Gordon King has towered since his middle school days in the Midwest.
He dwarfed foes while playing at Bella Vista High School in 1974, cast shadows at Stanford and loomed as a larger-than-life savior of a tackle for the New York Giants as a first-round pick in 1978.
King bounded into his first training camp with a shock of hair and a Fu Manchu mustache. His 6-foot-6, 275-pound frame enormous for that era prompted Giants fullback Larry Csonka to crack in '78: "It's good to have a lineman you can look straight in the belly button."
King can still change a light bulb without the benefit of a ladder, but he's 25 pounds lighter than his playing days. Less weight is easier on the joints, he explained, and he looks better in the shirt and tie he wears as a site manager for Jones Lang LaSalle, a globally known commercial real estate firm with a Sacramento office.
"The one thing I really wanted to do when I retired was to make sure I didn't blow up in weight," said King, who escaped his 10-year NFL career largely unscathed, injury-wise. "I was big for that time. If linemen were 300 pounds then, that was unusual, and if they're not 300 now, that's unusual."
King will be glued to the TV in his Roseville home for Sunday's 49ers-Giants NFC Championship Game, 30 years after starting at right tackle for the Giants in the first playoff encounter between these clubs. The 49ers prevailed 38-24 at Candlestick Park in the game that preceded "The Catch."
King was drafted well before ESPN's Mel Kiper Jr. dissected every ounce of every prospect and before the NFL combine examined minds and bodies. He was selected by Giants coach John McVay, who later became a 49ers executive.
"Gordie was quite a specimen, really impressive," McVay said from his Granite Bay home. "His coach at Stanford was Bill Walsh, who would give clinics to our offensive coaches. What we needed more than clinics was players, and that's why we drafted Gordie."
The '78 season included a 5-3 start that dissolved into a 6-10 disaster, the melting point coming on one of the most storied plays in NFL history. With the Giants up 17-12 against Philadelphia with seconds to play, offensive coordinator Bob Gibson insisted on a handoff to Csonka (McVay's headset wasn't working and he didn't hear the play call) instead of taking a knee.

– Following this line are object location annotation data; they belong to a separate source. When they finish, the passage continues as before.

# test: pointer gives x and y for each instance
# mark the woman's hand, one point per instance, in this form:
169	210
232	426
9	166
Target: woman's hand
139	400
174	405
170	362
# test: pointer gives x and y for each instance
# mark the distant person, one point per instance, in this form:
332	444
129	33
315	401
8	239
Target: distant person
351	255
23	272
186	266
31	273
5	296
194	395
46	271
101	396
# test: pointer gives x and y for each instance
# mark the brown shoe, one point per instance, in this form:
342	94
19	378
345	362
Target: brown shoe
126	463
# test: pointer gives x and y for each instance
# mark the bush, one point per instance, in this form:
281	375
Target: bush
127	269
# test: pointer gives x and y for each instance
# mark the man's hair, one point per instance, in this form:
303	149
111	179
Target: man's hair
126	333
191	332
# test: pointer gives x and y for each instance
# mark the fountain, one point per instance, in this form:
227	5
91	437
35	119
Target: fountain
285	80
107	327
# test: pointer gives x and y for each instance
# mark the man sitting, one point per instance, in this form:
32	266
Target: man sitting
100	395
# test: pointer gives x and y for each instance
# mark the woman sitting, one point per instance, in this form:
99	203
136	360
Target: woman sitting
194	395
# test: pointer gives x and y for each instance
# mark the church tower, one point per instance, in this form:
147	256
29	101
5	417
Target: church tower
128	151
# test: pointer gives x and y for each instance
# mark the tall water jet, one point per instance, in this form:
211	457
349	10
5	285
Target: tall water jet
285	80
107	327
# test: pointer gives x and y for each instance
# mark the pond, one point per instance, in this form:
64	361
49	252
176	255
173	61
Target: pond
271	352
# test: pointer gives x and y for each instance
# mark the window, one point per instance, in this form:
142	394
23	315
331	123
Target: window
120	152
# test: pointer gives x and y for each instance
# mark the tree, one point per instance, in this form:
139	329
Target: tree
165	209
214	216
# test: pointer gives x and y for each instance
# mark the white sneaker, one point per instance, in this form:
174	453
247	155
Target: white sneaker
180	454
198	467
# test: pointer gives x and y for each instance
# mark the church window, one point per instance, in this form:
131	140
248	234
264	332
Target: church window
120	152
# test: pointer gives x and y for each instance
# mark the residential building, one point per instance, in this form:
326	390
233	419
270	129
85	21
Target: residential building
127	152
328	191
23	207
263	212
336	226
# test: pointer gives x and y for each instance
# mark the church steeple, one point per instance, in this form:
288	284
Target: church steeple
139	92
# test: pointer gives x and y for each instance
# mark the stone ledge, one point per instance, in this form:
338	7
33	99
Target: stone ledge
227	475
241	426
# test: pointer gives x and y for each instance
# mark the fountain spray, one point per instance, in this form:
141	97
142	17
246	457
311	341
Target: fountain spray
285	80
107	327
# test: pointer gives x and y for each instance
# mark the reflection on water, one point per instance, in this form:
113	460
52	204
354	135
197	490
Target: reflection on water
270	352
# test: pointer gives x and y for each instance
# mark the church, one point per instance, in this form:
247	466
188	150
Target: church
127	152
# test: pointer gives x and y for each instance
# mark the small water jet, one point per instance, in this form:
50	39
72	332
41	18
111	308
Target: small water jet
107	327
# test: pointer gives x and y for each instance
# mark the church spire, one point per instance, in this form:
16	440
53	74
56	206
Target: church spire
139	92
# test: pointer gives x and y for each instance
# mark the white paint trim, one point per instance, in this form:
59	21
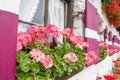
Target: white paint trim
10	6
109	43
91	34
116	44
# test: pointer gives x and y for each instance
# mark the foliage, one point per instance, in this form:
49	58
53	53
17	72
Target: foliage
39	59
103	49
116	68
112	10
103	53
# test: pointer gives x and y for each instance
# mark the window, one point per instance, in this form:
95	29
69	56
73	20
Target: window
44	12
31	12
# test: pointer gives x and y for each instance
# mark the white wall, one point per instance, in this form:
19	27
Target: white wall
10	5
105	66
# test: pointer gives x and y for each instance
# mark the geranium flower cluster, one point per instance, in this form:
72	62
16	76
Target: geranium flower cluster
109	49
41	57
90	57
75	39
109	77
103	44
37	55
70	57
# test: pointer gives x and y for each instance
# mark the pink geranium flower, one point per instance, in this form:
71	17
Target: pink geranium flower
37	54
70	57
76	40
90	57
25	38
44	41
52	30
85	44
103	44
47	61
68	32
19	45
33	29
109	77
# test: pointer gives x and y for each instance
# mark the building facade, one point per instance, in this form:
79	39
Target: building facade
84	16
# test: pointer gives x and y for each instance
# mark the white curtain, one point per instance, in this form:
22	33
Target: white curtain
56	14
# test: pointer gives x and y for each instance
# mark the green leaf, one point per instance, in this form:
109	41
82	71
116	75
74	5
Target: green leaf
34	67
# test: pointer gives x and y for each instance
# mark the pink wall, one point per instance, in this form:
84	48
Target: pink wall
8	35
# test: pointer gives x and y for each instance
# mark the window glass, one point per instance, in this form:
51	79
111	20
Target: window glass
31	11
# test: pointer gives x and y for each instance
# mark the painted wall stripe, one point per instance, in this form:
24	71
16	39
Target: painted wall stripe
91	34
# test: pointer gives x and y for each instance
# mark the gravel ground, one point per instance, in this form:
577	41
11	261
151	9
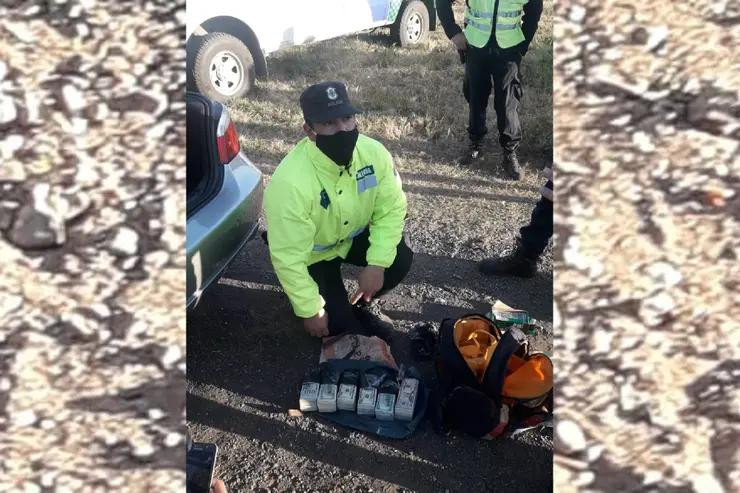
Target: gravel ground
247	354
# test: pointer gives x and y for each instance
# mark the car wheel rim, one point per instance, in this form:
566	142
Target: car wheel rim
226	72
414	27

Giants quarterback Joe Pisarcik fumbled the handoff, and Philadelphia's Herman Edwards raced in for a touchdown for a stunning 19-12 win in what is called "The Fumble" and "The Miracle at the Meadowlands."
Sidelined with torn ankle ligaments, King was so close to the play he could smell disaster.
"I was right about where Edwards was, watching the play unfold, and talk about a surreal moment," King said. "The noise, the boos that came raining down unbelievable. It was quite a scene in the locker room. Our players just wanted to fall on the ball, but "
The gaffe ushered in a new Giants era. Gibson was fired the next day with two games to go. He never coached football again. McVay's contract was not renewed. He ended up in the 49ers' front office and presided over five Super Bowl championship clubs. George Young was hired as general manager, and his drafts led to two Super Bowl title teams. King played his final two seasons with the Jets, 1986 and '87.
King and his wife, Susan, have been married for 32 years and had two sons graduate from Granite Bay. King said he still cherishes his high school days, especially Don Driscoll, Gordon Pistochini, Charlie Lee and Larry Fletcher.
"They were great coaches and mentors," King said. "They helped me with (college) recruiting, which is so different now. I could leave the house if I got tired of the recruiters calling. I was really fortunate that football afforded me a chance to go to Stanford. Looking back, I have a lot of good memories of football, great memories."
He doesn't slip on his old No. 72 jersey, but he does pull for the Giants and the Jets. "I don't pull for the Cowboys, ever," King said laughing.